A source said that even after the passage of two and a half years, no joint checkpost could be set up in Peshawar or any other district. The source pointed out that the government had withdrawn anti-smuggling powers vested in the police under the Customs Act 1969 through a notification issued in July 2005. The police force is no more responsible for stopping smuggling and even if it does, it hands over the accused and the seized goods to the Customs.
However, the source added, smuggling is still considered as the main source of income for a large number of police officials, especially those deployed in places from which the known smuggling routes pass. The money generated through the practice is called 'soft money' which many believe is still better than the 'hard money' earned in criminal cases.

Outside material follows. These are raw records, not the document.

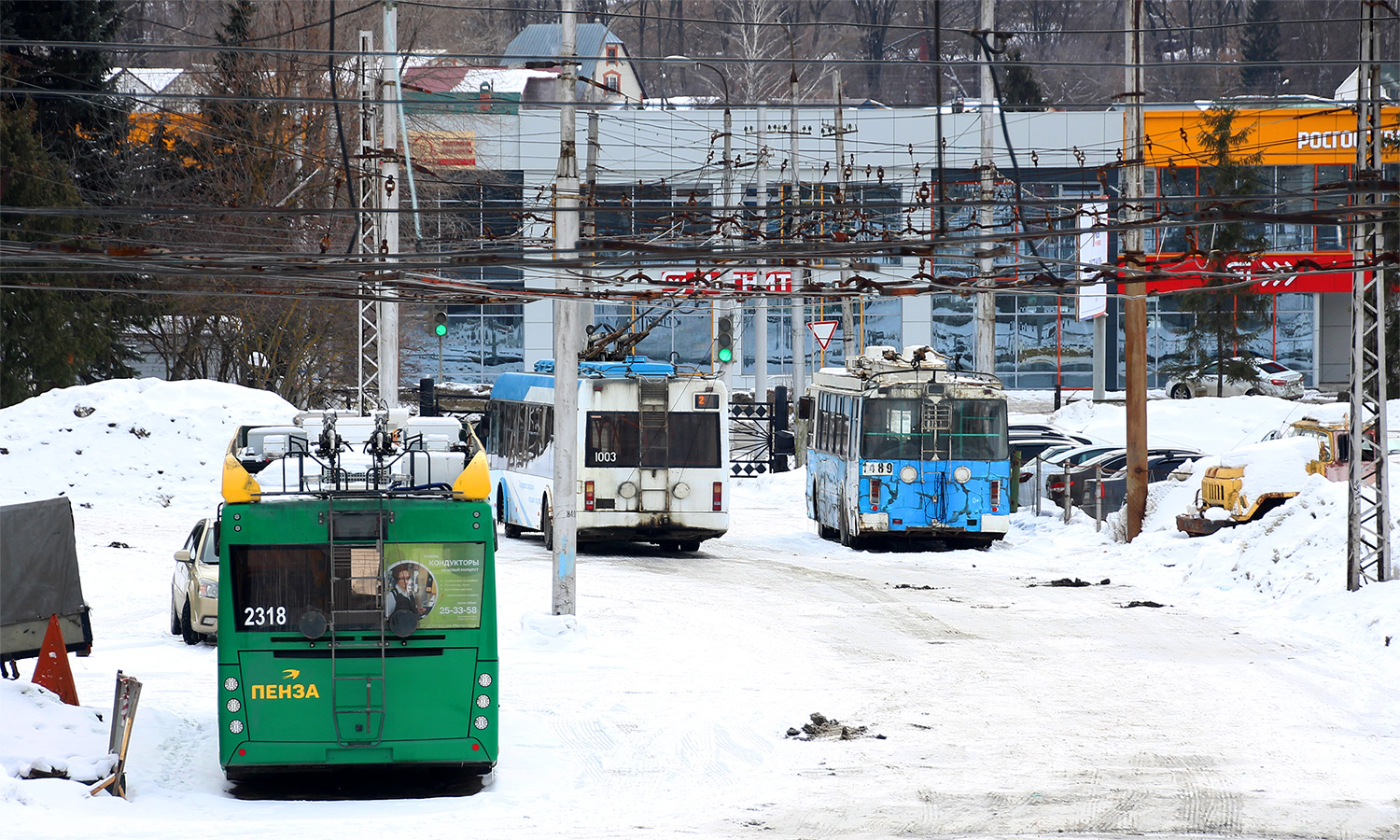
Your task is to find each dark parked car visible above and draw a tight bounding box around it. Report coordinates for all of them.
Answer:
[1046,447,1201,507]
[1077,453,1201,517]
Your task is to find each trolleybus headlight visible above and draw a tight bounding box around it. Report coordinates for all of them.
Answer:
[297,609,327,640]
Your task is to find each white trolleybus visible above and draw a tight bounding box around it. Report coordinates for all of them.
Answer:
[798,346,1011,548]
[486,357,730,552]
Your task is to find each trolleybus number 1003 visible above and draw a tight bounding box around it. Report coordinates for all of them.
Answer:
[244,607,287,627]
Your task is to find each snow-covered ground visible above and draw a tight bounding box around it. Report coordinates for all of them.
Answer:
[0,380,1400,840]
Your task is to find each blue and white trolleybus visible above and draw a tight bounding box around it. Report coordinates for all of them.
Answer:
[798,346,1011,548]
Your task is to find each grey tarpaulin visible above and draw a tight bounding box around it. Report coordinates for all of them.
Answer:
[0,497,92,660]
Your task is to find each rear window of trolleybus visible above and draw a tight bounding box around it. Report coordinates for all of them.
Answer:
[584,412,724,469]
[229,542,486,633]
[861,399,1008,461]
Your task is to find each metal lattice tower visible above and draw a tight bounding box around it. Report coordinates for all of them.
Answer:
[352,31,383,412]
[1347,0,1392,591]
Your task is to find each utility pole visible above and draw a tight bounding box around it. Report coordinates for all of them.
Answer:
[753,105,769,403]
[551,0,584,616]
[378,0,402,408]
[1120,0,1147,540]
[832,70,856,360]
[716,80,744,392]
[973,0,997,374]
[789,64,806,423]
[352,30,384,414]
[1347,0,1393,591]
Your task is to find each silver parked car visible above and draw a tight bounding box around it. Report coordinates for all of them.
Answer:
[171,517,218,644]
[1167,357,1304,399]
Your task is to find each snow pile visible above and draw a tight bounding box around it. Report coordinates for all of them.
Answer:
[0,380,297,509]
[0,680,117,800]
[1050,397,1327,455]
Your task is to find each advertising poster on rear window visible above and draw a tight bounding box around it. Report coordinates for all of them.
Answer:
[384,543,486,630]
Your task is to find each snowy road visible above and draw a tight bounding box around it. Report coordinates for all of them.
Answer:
[3,476,1400,837]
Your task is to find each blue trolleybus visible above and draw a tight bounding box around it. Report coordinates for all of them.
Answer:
[486,357,730,552]
[798,347,1011,548]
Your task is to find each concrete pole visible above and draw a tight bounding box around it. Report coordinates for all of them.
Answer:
[753,105,769,403]
[378,0,400,408]
[1122,0,1147,540]
[789,67,806,414]
[552,0,584,616]
[720,102,744,394]
[973,0,997,374]
[832,70,856,360]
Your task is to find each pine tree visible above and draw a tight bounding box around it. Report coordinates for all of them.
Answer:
[1170,105,1268,397]
[0,104,147,406]
[1001,49,1046,111]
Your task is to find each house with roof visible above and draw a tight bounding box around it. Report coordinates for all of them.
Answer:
[504,24,646,105]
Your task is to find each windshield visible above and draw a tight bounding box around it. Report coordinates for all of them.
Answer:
[229,542,486,633]
[861,399,1008,461]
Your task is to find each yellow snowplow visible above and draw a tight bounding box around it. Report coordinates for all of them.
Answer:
[1176,417,1378,537]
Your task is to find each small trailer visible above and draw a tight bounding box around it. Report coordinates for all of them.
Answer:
[0,497,92,663]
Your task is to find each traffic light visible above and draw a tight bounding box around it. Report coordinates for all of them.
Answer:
[714,315,734,363]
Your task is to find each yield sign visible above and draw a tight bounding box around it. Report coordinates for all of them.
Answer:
[806,321,842,350]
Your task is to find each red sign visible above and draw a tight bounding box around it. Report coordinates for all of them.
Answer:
[1147,254,1354,294]
[806,321,842,350]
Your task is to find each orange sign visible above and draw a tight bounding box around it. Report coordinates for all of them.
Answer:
[409,132,476,170]
[1142,108,1400,167]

"The Karkhano Market located on the boundary between Khyber and Peshawar has become the most lucrative source of smuggling of various goods to different parts of the country. The money being minted through smuggling is also being used in the financing of terrorism and militancy," said the letter sent by the former KP Police chief, Nasir Khan Durrani, to the federal government authorities on March 15, 2016.
The Customs and Police authorities have been checking vehicles, motorbikes, bicycles and even pedestrians coming out of the Karkhano Market. However, no solid action has been taken against the major gangs on both sides of the boundary, especially those selling ice, heroin, hashish and other drugs.
The letter by the then IGP KP sent over two years back hinted that the menace of smuggling of non-customs paid vehicles, cattle, food, electronics, cloth, contrabands and other items is rampant in certain parts of KP.
A large number of the non-customs paid (NCP) vehicles are being smuggled into Pakistan from Afghanistan and are then transported to the tribal districts, Malakand division and the mainland. There is no ban on the NCP vehicles in many tribal areas and in Malakand division.
"Since these vehicles are devoid of formal documentation including the bill of landing and proof of ownership, therefore these are being increasingly used by the miscreants and criminals in terrorism and for the realization of the nefarious designs," the KP Police letter stated clearly.
The letter appreciated the Customs authorities for successfully taking action against the smugglers. However, it stressed the need for a comprehensive strategy to check all kind of smuggling and loss to the national exchequer. It added that blocking smuggling will also help deny financial support to the militants and terrorists.
"The police have been helping the Customs authorities in providing information and handing over the seized goods. The force is willing to further extend assistance by setting up joint checkposts with Customs, equipped with CCTV cameras and scanners for enhanced checking of containers and vehicles. Police will provide security to these checking points," said the letter.